Whenever we meet with our financial advisor, I feel like I've just taken a crash course in Econ 201 again.

Ok, this is the point where I feel like I have to apologize for having a financial advisor. No, I don't have millions, only a desire to stop working before I'm 70. Of course, husband fully intends to croak in the show ring at the Ohio State Fair some day.

Back to economics...

So our financial advisor is explaining to us the benefit of our new strategy, called active management where we have our small investments managed like a big fund, with experts moving our money around from stocks to gold, to under his mattress, to back into small cap stocks, to Bernie Madoff (luckily we didn't get to that step).

We are having this in-depth financial discussion at our dining room table, which is very convenient except for the fact that our small children also have access to the dining room.

Our three-year-old daughter races in and skids to a stop.
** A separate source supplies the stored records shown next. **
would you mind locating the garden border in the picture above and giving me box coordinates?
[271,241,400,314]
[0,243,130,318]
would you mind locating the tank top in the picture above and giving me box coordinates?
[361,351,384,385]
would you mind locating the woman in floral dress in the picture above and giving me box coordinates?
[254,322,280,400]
She is wearing a marker-stained OSU cheerleader outfit. She stares at the financial advisor, a very nice man who wears a tie, and finally says are you the pizza man?

We shoo her out and proceed to discuss the status of my 401K rollover, and how many millions of today's dollars we'll need to save just to keep ourselves affording Depends, Pepsi two-liters and State Fair passes.

Our four-year-old son marches in and stage whispers to my husband Ryan says that's the pizza man. Disbelieving his father, he says loudly to me, Is that the pizza man?

By now our financial advisor is ready to have us sign some forms and discuss our contribution to Roth IRAs (or something), when our son returns. Naked from the waist down.

He streaks through the dining room, forgets his pants and then streaks back through to get them.

After we had given our financial advisor a detailed peek at the family assets and accused him of working in food service, we sent him on his way.

A few years ago we would have been mortified by this whole experience. But as veteran parents, we simply tossed our son a pair of undies and finished our pizza.